“I don’t like country music, but I don’t mean to denigrate those who do. And for the people who like country music, denigrate means ‘put down’.” – Bob Newhart
Ray Benson, front man for the venerable country-swing band Asleep at the Wheel, introduced the band’s next song with some background about its composer. The tiny Texas town of Mexia boasted two celebrated women, he said: Anna Nicole Smith, infamous 1993 Playboy Playmate of the Year and Country Music Hall-of-Famer Cindy Walker. Benson went on, explaining that the song was written by a lady from Mexia, “The one with the big… er… hits!”
Maybe you thought you didn’t like country music. If you’re like me, you’ve been listening to country music for decades without realizing it. The Beatles famously covered Buck Owens and Carl Perkins. Hank Williams’s songs have regularly been hits for pop and rock artists. From Elvis Presley and Buddy Holly to Norah Jones and Wynton Marsalis, country music infiltrates all styles of music. In spite of that, we sophisticates still denigrate the genre.

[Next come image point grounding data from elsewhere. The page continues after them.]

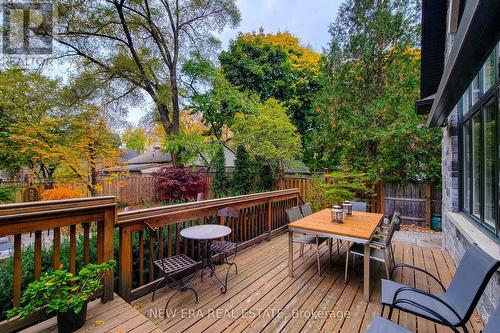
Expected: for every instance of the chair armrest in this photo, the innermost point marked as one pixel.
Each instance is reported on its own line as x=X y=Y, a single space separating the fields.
x=430 y=311
x=396 y=300
x=403 y=265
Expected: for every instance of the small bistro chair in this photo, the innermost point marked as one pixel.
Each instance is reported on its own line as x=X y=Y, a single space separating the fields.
x=382 y=325
x=359 y=206
x=223 y=248
x=379 y=251
x=306 y=209
x=294 y=214
x=178 y=271
x=456 y=304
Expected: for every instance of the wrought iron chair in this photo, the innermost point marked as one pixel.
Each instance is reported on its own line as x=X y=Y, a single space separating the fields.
x=223 y=248
x=455 y=305
x=382 y=325
x=293 y=214
x=379 y=250
x=306 y=209
x=178 y=271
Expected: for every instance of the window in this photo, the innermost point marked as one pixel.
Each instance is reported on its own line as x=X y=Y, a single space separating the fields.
x=476 y=165
x=467 y=166
x=466 y=102
x=490 y=164
x=476 y=90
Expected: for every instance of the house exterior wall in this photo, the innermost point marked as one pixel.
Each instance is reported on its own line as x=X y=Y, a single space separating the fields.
x=455 y=239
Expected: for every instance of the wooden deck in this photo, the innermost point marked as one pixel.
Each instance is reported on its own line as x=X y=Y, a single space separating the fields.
x=262 y=298
x=116 y=316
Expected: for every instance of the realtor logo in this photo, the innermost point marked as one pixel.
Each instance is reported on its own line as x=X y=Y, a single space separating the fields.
x=27 y=28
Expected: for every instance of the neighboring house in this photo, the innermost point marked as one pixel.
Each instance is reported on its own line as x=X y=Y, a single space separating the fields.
x=155 y=159
x=460 y=90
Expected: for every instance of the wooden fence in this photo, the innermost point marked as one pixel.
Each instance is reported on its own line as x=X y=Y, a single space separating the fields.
x=415 y=201
x=262 y=216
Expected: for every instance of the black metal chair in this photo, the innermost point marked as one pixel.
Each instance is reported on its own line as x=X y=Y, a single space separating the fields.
x=380 y=250
x=178 y=271
x=382 y=325
x=455 y=305
x=306 y=209
x=223 y=248
x=359 y=206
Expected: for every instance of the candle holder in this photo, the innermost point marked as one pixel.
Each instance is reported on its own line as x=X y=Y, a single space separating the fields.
x=347 y=207
x=337 y=214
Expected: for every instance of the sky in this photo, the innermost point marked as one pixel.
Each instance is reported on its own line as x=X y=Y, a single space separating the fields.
x=306 y=19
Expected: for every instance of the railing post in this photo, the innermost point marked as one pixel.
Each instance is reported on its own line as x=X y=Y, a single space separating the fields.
x=269 y=220
x=108 y=253
x=125 y=262
x=428 y=208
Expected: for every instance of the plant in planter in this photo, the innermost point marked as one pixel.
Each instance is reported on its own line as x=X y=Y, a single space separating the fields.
x=63 y=293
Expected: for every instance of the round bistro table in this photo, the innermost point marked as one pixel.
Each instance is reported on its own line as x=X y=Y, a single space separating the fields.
x=208 y=233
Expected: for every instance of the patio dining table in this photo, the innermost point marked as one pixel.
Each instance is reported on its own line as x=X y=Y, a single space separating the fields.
x=208 y=233
x=358 y=227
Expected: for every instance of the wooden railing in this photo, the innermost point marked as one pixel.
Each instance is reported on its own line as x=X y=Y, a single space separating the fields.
x=76 y=217
x=92 y=222
x=261 y=215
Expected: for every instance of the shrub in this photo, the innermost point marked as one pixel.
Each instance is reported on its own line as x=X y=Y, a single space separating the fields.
x=179 y=183
x=59 y=194
x=7 y=194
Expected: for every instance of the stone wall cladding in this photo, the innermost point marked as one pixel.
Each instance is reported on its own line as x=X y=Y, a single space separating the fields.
x=453 y=240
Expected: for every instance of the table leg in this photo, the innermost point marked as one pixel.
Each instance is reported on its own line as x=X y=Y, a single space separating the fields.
x=211 y=265
x=366 y=278
x=290 y=253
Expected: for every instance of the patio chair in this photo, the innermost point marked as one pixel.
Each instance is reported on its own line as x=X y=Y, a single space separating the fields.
x=455 y=305
x=293 y=214
x=225 y=248
x=382 y=325
x=178 y=271
x=379 y=251
x=306 y=209
x=359 y=206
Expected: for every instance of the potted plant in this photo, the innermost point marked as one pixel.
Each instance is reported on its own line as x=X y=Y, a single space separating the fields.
x=63 y=293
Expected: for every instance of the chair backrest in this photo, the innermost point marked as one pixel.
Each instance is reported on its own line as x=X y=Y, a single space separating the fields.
x=306 y=209
x=470 y=280
x=293 y=214
x=493 y=324
x=359 y=206
x=228 y=212
x=392 y=229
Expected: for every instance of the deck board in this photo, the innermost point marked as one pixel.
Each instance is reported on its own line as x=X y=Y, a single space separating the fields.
x=305 y=303
x=263 y=286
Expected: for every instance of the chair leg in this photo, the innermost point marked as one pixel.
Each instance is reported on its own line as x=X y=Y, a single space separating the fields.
x=346 y=264
x=156 y=287
x=386 y=263
x=318 y=256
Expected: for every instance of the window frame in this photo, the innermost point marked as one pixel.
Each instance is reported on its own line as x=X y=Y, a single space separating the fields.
x=478 y=108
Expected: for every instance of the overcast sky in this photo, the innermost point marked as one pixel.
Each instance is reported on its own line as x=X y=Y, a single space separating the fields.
x=306 y=19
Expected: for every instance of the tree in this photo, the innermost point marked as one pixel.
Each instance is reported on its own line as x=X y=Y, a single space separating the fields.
x=367 y=121
x=131 y=45
x=25 y=106
x=219 y=183
x=243 y=176
x=277 y=66
x=268 y=135
x=219 y=104
x=135 y=139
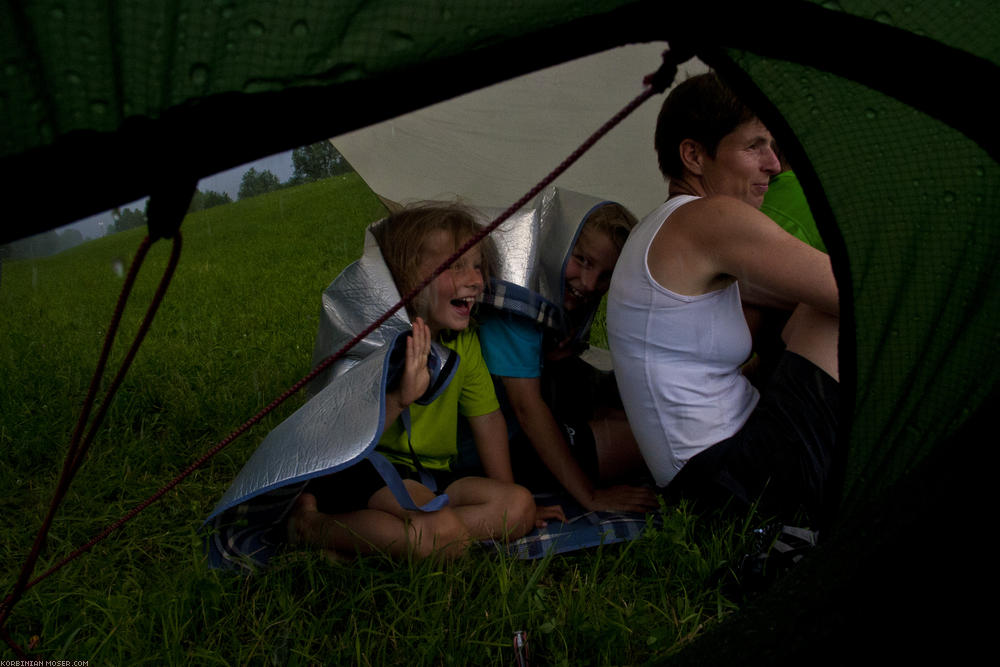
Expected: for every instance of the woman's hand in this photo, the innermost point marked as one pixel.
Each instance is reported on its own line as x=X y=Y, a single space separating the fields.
x=623 y=498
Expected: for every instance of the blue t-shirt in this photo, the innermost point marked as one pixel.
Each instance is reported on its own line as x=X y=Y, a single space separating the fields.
x=512 y=344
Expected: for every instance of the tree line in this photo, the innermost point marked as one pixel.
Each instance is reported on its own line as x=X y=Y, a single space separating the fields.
x=309 y=163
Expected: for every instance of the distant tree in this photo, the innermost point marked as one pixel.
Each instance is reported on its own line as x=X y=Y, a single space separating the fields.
x=208 y=199
x=125 y=219
x=316 y=161
x=39 y=245
x=257 y=183
x=69 y=238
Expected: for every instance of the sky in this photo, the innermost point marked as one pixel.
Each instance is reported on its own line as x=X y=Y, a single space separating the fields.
x=227 y=181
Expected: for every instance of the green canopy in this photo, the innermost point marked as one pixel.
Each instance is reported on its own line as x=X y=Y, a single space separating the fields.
x=881 y=106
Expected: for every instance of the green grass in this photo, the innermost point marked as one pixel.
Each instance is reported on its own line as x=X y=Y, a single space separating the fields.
x=236 y=329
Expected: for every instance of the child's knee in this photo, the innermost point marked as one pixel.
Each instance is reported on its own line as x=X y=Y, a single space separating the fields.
x=441 y=533
x=520 y=511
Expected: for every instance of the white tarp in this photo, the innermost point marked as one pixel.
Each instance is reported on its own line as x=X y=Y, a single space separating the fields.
x=491 y=146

Cindy Walker illustrates the crossover appeal. Hundreds of her songs have been recorded. She lived in Texas, with her mother, composing songs. For a few months every year, she relocated to Nashville to sell her work. Country stars Eddy Arnold, Bob Wills, Hank Snow, Jim Reeves and many others have recorded her songs. Bing Crosby, Elvis, Roy Orbison and Ray Charles have hit the charts with Cindy Walker compositions. More than 150 versions of “You Don’t Know Me” have been recorded. A few years ago, Willie Nelson put out an album of Cindy Walker songs.
Cindy Walker died in 2006, but she is really still with us.